In 2023, a team from the hawak saves about 200 dogs from a city city farm – all is sent to Canada and the US.

The former owner of that farm, 74-year-old Yang Jong-Tae, told the BBC that as he watched the rescuers loading his dogs into their trucks, he was astonished by the level of compassion they showed.

“When I see how they handle animals – like they are handling people, slowly and loving – it moves me.

“We don’t treat us so. For us, dogs who raise a way to make a living. But those people are from dogs with dignities, and that’s very touching my heart.”

Hyunjung Kim / BBC News Recuers brings a dog to a cageHyunjung Kim / BBC News

Some rescue organizations choose to send dogs overseas in areas such as Canada, UK and US

Instead, Mr. Yang hurried to add, however, that he did not agree to the ban on dog meat.

“If dog meat is forbidden because dogs are animals, then why are okay with other animals like cows, pigs or chickens?” He said. “It’s the same thing. These things exist in nature to live people.”

Food dog is not the same as eating other meats, according to MS Cun. He pointed out that dog meat brings more risk from a sight of food and cleanliness of sight – especially in South Korea, where it was not mixed with the formal meat production system.

And while consumption rates change the whole history of Korea, it turns out to be more taboo in recent years.

A government poll from 2024 was found only 8% respondents they tried dog meats in the past 12 months – and about 3.3% in 2015.

Meanwhile, June 2025, 623 of 1,537 dog farms in South Korea have closed.

“As society and culture progresses, the South Korea Society has now made the decision to stop making dog meat,” says Cun Cun.

Hyunjung Kim / BBC News rows of portable dog kennels are sitting outside near an airport, with people of green shirts standing among themHyunjung Kim / BBC News

Insurers are concerned about what can happen to dogs who have saved high term

And yet most of it remains a stone in the corner of an industry they build their lives.

Each meat meat on the dog is BBC talks to express uncertainty how they support themselves now that their long-term livelihood is considered illegal.

Some say that they keep themselves in poverty, knowing that they are born in Korean war and know how to live hungry.

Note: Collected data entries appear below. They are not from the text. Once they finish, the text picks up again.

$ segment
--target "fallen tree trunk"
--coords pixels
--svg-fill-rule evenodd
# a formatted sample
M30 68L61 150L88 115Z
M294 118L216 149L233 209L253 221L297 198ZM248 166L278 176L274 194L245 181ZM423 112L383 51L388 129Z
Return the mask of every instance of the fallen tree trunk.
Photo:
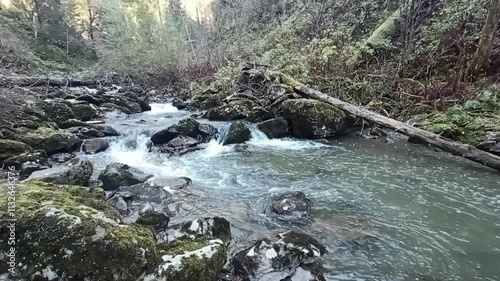
M0 87L82 87L95 86L96 80L79 80L73 78L49 78L32 76L0 75Z
M409 137L420 139L426 143L435 145L443 150L446 150L454 155L464 157L466 159L472 160L484 166L500 171L499 156L479 150L471 145L466 145L452 141L447 138L443 138L440 135L419 128L415 128L406 123L369 111L363 107L341 101L337 98L333 98L320 91L307 87L306 85L284 74L277 73L277 75L281 77L284 84L290 85L297 93L299 93L302 96L332 104L354 116L393 129Z

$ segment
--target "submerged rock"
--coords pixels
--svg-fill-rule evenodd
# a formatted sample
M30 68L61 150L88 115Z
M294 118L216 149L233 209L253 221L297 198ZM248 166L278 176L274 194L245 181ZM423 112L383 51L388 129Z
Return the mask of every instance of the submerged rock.
M71 108L62 102L45 102L42 107L46 116L49 117L50 120L56 122L57 125L69 119L76 119Z
M274 114L269 112L269 110L263 108L262 106L254 107L247 116L247 121L252 123L263 122L272 119Z
M81 143L81 140L73 134L46 127L29 131L24 138L28 145L34 149L45 150L47 154L59 151L72 152Z
M97 109L95 109L94 106L90 106L86 103L74 104L71 106L71 110L73 110L76 118L82 121L90 121L97 114Z
M219 95L210 95L200 104L200 110L209 110L223 104L222 98Z
M238 252L231 260L232 274L245 281L293 280L300 266L316 262L325 252L316 239L290 231Z
M266 134L266 136L270 139L284 138L288 136L288 122L283 117L259 123L257 128L259 128L259 130Z
M490 153L500 155L500 132L488 132L477 148Z
M76 157L74 153L56 153L50 156L50 160L55 163L65 163Z
M25 152L4 161L9 166L16 167L19 171L20 179L25 179L35 171L50 168L47 152L44 150L35 150Z
M252 138L252 133L242 121L236 121L229 127L224 145L244 143Z
M312 99L290 99L281 104L282 116L291 124L291 134L304 139L330 138L344 134L352 124L341 109Z
M92 128L102 134L103 137L117 137L120 133L108 125L92 125Z
M83 142L82 150L86 154L96 154L109 148L109 143L105 139L90 139Z
M40 182L17 188L15 231L22 243L16 243L16 256L23 266L12 267L16 275L11 280L130 281L156 263L151 230L120 225L101 189ZM0 189L0 221L8 225L8 187ZM1 241L9 236L6 227L0 230ZM0 252L10 247L1 243Z
M28 180L38 180L55 184L88 186L94 166L88 160L75 158L62 166L36 171Z
M120 213L120 215L122 216L127 215L128 204L125 201L125 199L123 199L123 197L115 195L108 200L108 204L111 207L115 208L118 211L118 213Z
M106 191L115 190L120 186L130 186L143 183L151 178L142 171L132 168L125 164L109 164L104 171L99 174L99 180L102 181L103 189Z
M231 224L221 217L195 219L172 226L168 233L168 239L173 241L179 237L192 235L204 235L210 239L220 239L225 244L229 244Z
M178 138L178 141L192 138L196 139L198 142L208 142L216 136L217 129L213 126L209 124L200 124L193 118L188 118L179 121L178 124L170 126L165 130L156 132L151 136L151 141L155 145L169 143L176 138ZM191 140L189 143L194 143L194 141ZM172 146L176 147L177 145L172 143ZM192 147L192 145L189 147Z
M312 202L300 191L287 192L272 198L271 209L287 218L302 219L309 216Z

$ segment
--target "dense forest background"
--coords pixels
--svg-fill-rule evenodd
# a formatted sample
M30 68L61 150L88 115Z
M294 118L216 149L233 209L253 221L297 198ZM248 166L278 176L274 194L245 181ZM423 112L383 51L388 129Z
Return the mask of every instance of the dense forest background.
M6 74L118 73L227 91L241 62L260 63L392 117L453 107L428 126L450 135L497 106L496 0L1 3Z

Some suggest that trade can go underground.

Many agree, however, for young farmers crackdown is more concerned.

“Young people in this industry are really facing a quick fact,” says Mr. Joo. “Because they can’t sell the dogs, they also don’t shut down quickly. They agree, with no progress or back.”

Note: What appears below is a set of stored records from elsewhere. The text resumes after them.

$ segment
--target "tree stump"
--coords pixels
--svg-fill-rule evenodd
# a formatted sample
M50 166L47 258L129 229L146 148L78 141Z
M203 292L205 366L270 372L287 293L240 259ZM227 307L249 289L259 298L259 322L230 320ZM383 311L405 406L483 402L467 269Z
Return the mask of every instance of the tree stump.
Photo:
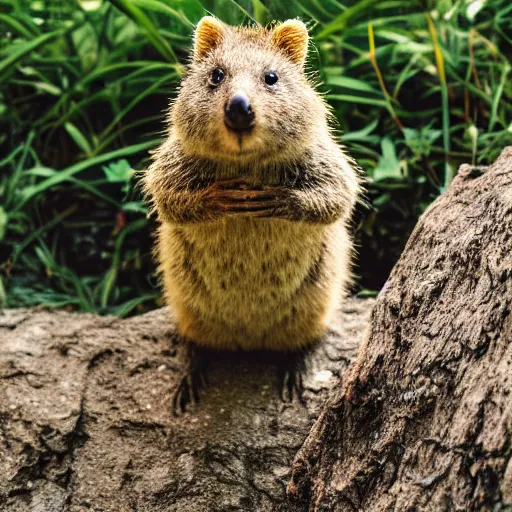
M298 510L512 510L512 147L464 165L293 464Z
M0 312L0 511L288 510L291 463L355 356L373 300L349 299L283 402L275 354L218 354L174 417L186 350L167 309L121 320Z

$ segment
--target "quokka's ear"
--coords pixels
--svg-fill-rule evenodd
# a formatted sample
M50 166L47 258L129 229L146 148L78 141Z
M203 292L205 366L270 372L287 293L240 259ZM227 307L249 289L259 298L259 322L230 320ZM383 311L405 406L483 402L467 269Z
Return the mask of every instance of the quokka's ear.
M194 59L201 60L222 40L226 26L213 16L201 18L194 33Z
M287 20L272 30L273 43L299 66L306 61L308 40L308 29L300 20Z

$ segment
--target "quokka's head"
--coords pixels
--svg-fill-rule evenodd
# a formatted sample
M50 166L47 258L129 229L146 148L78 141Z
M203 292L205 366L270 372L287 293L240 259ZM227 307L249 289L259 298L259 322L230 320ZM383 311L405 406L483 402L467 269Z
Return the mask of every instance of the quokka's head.
M189 153L219 160L279 160L304 149L327 109L308 82L308 31L298 20L271 29L204 17L192 62L170 111Z

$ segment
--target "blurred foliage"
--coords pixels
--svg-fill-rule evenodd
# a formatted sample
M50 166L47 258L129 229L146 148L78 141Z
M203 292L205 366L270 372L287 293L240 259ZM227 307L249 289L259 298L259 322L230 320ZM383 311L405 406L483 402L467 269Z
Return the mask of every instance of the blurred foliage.
M0 0L0 305L157 304L133 169L206 13L309 23L312 76L371 178L354 226L364 294L457 166L512 144L509 0Z

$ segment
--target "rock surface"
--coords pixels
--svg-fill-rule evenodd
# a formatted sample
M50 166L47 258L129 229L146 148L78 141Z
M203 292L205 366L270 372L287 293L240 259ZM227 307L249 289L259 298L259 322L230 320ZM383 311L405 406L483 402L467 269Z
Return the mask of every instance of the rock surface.
M288 510L293 457L373 302L348 300L308 356L305 405L281 400L272 355L219 354L179 417L186 350L168 310L0 312L0 510Z

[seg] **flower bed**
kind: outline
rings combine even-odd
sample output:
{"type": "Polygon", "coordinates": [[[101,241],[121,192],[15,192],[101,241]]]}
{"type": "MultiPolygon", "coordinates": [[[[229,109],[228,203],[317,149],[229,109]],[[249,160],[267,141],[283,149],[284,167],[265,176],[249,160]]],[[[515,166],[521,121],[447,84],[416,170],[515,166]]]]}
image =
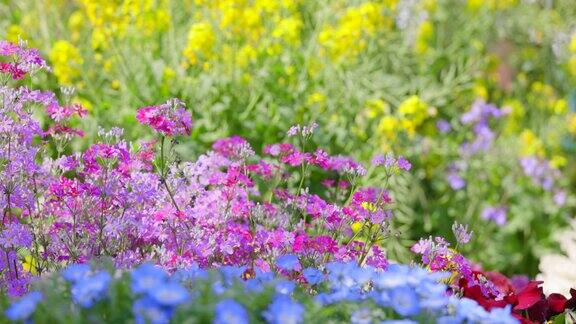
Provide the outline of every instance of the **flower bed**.
{"type": "MultiPolygon", "coordinates": [[[[0,284],[25,295],[9,319],[507,323],[575,308],[576,292],[546,297],[538,282],[481,271],[458,252],[472,233],[457,223],[455,248],[442,237],[412,247],[424,268],[392,264],[384,247],[402,233],[390,180],[412,168],[402,156],[377,155],[366,168],[317,147],[311,124],[260,155],[232,136],[183,159],[178,143],[193,125],[177,99],[138,110],[154,140],[101,129],[76,151],[87,111],[67,101],[72,90],[61,104],[16,82],[48,69],[35,50],[0,42],[0,56],[0,284]],[[366,186],[375,175],[380,187],[366,186]],[[95,260],[108,269],[86,265],[95,260]]],[[[469,120],[482,123],[488,108],[469,120]]]]}

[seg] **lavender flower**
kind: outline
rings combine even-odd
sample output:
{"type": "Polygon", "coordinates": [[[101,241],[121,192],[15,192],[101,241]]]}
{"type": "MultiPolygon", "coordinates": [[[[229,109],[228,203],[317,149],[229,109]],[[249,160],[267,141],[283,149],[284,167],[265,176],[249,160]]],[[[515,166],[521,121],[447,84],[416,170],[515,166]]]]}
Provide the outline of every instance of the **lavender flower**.
{"type": "Polygon", "coordinates": [[[503,206],[486,207],[482,211],[481,217],[502,226],[506,224],[506,208],[503,206]]]}
{"type": "Polygon", "coordinates": [[[470,242],[470,238],[472,237],[473,232],[468,232],[468,225],[462,225],[454,222],[454,224],[452,224],[452,233],[454,233],[458,244],[466,244],[470,242]]]}

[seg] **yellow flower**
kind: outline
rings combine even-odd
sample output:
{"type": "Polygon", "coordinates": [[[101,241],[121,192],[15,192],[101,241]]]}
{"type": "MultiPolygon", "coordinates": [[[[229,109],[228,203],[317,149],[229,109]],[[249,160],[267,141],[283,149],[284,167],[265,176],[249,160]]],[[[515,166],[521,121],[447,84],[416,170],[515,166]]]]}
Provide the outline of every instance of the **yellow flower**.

Chan-Woo recalls that when he began working in the industry a decade ago, at 23, “understanding dog meat is not negative”.

“However,” he added, “There were some comments from the people around me, so though I used to know it was something I could have been with the rest of my life.”

The prohibition lasted than he had expected – and because it was known, he said, “To do a living is unsure”.

“Everything we expect now is that the grace period can be extended to the process (in dealing with the rest of the dogs) can happen slowly.”

Many others expect the same. But as the dog’s meat industry is pulled from the bottom of the feet of people who trust in it, Mr. Joo cannot stop a serious thinking: that some farmers may not endure uncertainty.

“Today, people are still on, hope that something can change – maybe the time of grace can be reached,” he said. “But at 2027, I truly believe that something terrible is going to happen.

“There are many people whose lives are completely unchanged.”